Biweekly links for 05/22/2009

  • A solution to an exposition problem « Gowers’s Weblog
    • “Let me explain the title of this post by quoting from Timothy Chow’s highly recommended expository article A beginner’s guide to forcing: “All mathematicians are familiar with the concept of an open research problem. I propose the less familiar concept of an open exposition problem. Solving an open exposition problem means explaining a mathematical subject in a way that renders it totally perspicuous. Every step should be motivated and clear; ideally, students should feel that they could have arrived at the results themselves.””

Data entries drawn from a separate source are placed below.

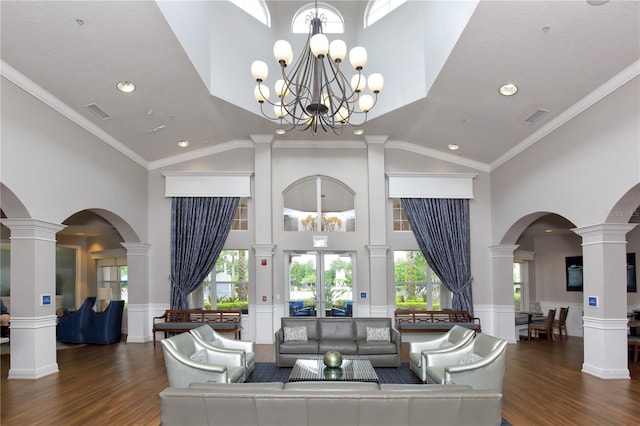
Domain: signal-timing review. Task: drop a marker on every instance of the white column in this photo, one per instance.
(138, 317)
(33, 323)
(499, 321)
(264, 320)
(380, 296)
(604, 255)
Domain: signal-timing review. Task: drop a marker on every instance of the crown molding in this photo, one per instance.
(583, 104)
(199, 153)
(57, 105)
(429, 152)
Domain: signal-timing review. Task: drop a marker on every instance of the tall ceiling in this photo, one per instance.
(563, 55)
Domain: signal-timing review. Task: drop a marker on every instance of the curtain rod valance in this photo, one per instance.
(207, 184)
(431, 185)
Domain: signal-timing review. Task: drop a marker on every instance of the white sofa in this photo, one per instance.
(324, 403)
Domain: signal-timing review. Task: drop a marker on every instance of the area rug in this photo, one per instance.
(267, 372)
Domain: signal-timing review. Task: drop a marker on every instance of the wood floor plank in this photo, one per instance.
(119, 384)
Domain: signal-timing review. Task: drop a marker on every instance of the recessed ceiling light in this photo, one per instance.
(508, 89)
(126, 86)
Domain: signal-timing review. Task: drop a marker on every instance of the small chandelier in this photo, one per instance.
(316, 94)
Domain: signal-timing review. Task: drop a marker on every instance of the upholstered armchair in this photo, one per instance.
(72, 325)
(479, 364)
(209, 338)
(188, 362)
(105, 327)
(455, 338)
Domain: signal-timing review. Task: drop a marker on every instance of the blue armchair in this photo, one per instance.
(72, 324)
(105, 327)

  • Seb’s Open Research: Stocks, Flows, and Upkeep in Social Media
    • Seb Paquet’s exegesis of an experiment in mass collaborative drawing. Vandalism, designing good social media, persistent social structures, and many other topics…

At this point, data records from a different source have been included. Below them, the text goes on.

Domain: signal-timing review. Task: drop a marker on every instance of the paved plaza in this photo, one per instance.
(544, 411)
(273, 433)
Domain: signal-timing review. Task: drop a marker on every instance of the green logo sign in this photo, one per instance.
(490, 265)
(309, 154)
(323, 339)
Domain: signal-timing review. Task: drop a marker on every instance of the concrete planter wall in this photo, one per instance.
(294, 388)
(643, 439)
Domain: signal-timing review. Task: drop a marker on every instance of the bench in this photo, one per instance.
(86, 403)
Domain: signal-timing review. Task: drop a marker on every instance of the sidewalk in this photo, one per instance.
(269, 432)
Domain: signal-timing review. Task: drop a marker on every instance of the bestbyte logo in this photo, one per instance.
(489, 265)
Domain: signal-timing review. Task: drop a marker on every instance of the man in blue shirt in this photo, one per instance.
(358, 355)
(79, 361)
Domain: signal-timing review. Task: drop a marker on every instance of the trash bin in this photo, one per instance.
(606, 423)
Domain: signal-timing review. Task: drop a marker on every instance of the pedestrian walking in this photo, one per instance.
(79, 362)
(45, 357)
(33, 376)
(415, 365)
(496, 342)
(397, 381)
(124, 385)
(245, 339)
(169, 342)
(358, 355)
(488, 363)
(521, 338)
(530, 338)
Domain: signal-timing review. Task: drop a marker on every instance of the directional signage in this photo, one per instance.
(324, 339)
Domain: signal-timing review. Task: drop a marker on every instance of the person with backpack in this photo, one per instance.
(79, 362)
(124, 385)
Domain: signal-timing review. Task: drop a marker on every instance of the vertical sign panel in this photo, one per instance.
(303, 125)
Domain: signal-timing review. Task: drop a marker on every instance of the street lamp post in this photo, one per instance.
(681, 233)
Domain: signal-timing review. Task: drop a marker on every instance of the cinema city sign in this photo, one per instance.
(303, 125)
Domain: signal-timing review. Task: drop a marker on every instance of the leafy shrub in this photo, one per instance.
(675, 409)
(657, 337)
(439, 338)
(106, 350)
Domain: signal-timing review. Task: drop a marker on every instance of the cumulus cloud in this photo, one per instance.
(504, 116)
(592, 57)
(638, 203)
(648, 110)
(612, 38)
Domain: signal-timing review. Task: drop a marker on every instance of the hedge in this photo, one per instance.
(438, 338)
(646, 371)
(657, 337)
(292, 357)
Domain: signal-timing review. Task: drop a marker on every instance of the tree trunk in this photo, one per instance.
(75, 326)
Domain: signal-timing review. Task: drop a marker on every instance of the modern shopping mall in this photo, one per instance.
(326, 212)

  • ICML Discussion Site [ICML Discussion]
    • “The aim of this site is to enable the research community to discuss papers accepted to ICML [International Conference on Machine Learning]. Each paper accepted to ICML 2008 has a page on this site. Each page has details of the paper and a discussion thread. “
  • Meatball Wiki: WikiLifeCycle
  • CiteULike: Group on Statistical Machine Learning
  • Life on the lattice: Openness >> fraud
    • “Schön’s deception was only possible because the researchers who tried and failed to replicate his results didn’t have access to his primary data. Once doubts had been raised over the appearance of two completely identical graphs supposedly representing two completely different sets of experimental data, Schön’s primary data were subjected to close scrutiny and were found to be non-existent — his labbooks had been destroyed, and his samples were damaged beyond recovery. This raises the question whether it would have been possible to even contemplate such a fraud in an environment where scientists are genuinely expected to hide nothing, and in particular to make their primary data publicly available after publication.”